En plus de donner des armes à la droite, cette sortie du ministre de l'Education met une nouvelle fois à mal l'autorité du Premier ministre. Et Vincent Peillon n'est pas le seul à prendre certaines libertés. Déjà, en juin dernier, la ministre du Logement Cécile Duflot s'était dit favorable à la dépénalisation du cannabis. Dimanche, la ministre de la Santé Marisol Touraine s'est prononcée pour la procréation médicale assistée (PMA)  tout comme le président du groupe socialiste à l'Assemblée nationale, Bruno Le Roux, alors que le gouvernement a décidé de ne pas inclure cette question dans le projet de loi à venir. Les députés socialistes multiplient aussi les amendements aux projets de loi du gouvernement pour prouver leur indépendance.  Dans le même temps, ils sont de plus en plus nombreux dans les rangs socialistes – Claude Bartolone, Harlem Désir… - à douter publiquement de l'objectif fixé par le gouvernement d'atteindre la barre des 3% du déficit public du PIB.

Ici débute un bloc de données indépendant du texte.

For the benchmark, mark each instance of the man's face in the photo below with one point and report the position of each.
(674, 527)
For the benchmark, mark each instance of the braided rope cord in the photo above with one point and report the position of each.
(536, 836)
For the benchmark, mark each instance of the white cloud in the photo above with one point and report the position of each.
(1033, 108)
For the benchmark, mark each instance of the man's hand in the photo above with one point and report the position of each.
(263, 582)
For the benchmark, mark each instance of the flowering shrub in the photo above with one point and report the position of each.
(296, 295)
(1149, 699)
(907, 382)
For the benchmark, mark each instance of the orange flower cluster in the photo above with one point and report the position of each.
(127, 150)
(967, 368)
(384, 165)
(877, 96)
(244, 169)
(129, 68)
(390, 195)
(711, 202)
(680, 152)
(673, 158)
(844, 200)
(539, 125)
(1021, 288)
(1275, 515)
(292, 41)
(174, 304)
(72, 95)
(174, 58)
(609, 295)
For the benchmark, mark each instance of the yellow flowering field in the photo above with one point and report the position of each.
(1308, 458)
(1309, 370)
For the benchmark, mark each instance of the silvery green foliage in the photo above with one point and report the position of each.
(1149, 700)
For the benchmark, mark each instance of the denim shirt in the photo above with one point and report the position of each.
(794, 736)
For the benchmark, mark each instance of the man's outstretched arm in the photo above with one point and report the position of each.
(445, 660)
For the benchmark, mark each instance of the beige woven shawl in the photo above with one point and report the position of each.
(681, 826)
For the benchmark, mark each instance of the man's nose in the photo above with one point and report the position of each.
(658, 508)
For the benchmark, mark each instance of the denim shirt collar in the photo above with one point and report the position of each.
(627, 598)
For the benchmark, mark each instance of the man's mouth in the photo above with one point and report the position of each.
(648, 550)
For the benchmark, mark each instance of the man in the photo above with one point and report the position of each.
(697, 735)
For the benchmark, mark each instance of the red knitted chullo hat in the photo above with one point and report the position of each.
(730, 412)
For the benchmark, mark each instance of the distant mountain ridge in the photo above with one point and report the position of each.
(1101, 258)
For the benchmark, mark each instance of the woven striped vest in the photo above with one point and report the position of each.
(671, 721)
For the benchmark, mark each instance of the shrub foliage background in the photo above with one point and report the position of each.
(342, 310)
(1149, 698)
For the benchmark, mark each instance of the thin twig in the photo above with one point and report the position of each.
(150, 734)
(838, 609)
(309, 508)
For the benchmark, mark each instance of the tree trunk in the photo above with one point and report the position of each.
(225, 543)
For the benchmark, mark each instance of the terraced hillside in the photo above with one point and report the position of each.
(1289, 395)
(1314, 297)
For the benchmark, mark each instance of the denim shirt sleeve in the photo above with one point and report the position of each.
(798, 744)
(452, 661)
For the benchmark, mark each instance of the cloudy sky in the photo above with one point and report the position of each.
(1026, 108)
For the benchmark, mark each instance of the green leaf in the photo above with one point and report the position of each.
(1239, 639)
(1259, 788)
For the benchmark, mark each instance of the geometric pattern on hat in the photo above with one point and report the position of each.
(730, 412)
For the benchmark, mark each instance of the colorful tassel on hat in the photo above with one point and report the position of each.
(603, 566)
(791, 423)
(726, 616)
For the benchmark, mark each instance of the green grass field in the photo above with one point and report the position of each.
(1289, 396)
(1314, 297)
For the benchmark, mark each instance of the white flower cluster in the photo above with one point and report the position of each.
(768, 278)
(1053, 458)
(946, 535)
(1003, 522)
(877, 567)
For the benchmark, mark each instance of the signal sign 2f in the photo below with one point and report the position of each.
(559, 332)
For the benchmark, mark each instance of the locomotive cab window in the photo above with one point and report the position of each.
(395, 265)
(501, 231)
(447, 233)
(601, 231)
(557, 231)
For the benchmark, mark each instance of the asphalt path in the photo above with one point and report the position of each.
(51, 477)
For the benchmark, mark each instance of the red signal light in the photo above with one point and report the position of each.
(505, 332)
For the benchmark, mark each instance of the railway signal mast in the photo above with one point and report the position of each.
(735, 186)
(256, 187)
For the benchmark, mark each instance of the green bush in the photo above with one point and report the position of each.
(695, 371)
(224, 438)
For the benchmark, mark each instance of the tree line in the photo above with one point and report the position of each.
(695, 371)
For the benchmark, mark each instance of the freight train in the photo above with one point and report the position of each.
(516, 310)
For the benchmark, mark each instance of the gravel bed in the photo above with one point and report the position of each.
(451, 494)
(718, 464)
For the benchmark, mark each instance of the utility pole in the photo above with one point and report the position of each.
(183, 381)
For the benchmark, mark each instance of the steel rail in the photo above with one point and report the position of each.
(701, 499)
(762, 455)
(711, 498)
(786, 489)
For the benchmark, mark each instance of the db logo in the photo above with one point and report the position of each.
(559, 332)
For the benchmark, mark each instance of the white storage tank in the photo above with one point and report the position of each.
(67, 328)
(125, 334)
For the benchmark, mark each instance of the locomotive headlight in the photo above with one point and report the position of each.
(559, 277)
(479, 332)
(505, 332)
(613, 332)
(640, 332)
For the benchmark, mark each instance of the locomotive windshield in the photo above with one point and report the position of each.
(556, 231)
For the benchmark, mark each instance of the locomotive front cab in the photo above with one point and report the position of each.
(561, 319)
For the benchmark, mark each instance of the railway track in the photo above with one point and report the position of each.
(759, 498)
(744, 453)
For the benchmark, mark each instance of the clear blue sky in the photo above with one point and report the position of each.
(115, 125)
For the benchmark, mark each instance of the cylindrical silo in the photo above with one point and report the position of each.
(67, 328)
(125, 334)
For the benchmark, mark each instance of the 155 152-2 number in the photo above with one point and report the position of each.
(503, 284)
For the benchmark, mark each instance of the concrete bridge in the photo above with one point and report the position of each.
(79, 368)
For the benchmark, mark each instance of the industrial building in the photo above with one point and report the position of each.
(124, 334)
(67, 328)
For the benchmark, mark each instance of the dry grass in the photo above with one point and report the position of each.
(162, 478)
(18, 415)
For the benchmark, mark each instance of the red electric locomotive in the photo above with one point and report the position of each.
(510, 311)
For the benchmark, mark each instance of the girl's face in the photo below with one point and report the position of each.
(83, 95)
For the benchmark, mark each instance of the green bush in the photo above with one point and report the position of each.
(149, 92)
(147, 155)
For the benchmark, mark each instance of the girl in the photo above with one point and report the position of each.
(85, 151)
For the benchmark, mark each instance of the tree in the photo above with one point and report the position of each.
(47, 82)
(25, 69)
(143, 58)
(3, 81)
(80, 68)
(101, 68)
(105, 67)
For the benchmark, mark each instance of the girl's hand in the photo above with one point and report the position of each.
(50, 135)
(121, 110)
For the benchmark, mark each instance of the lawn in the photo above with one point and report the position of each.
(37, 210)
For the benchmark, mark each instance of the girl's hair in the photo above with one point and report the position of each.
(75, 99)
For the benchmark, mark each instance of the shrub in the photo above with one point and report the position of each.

Autant de cas qui donnent l'illustration d'un gouvernement dispersé et d'un Premier ministre en mal d'autorité. Pourtant, une députée socialiste l'atteste : "Jean-Marc Ayrault a remis Matignon dans le rôle dans lequel il devait être. La machine à arbitrage de Matignon a fonctionné à plein tout l'été." Le chef de file des sénateurs socialistes, François Rebsamen, prend aussi la défense du locataire de Matignon : "Le Premier ministre est le chef d'orchestre. La répartition des rôles est claire." Même réponse de Harlem Désir sur BFMTV : "La réalité c’est que le Premier ministre exerce toute son autorité, il fait les arbitrages, il dirige le gouvernement et la politique de la France (…) C’est un homme du peuple (…) Il a montré son autorité et sa pugnacité."

Mais sur la forme, l'analyse est plus nuancée. "C'est son style de communication qui déçoit les médias", analyse la députée. Le discret Jean-Marc Ayrault peine en effet à imprimer sa marque et la presse se montre de plus en plus critique à son encontre. "Trop, c'est trop", a dénoncé lundi Jean-Christophe Cambadélis lundi sur Radio Classique, disant avoir eu un "haut-le-coeur". L'ancien rival de Harlem Désir pour la tête du parti donne une explication à ce qu'il qualifie de "désamour" : "Il est provincial, il n'est pas énarque, il ne fait pas partie des dîners en ville, il ne copine pas avec la plupart des grands journaux, donc il y a 'bashing'". Et de conclure : "Qu'est-ce qu'on lui reproche? Rien!"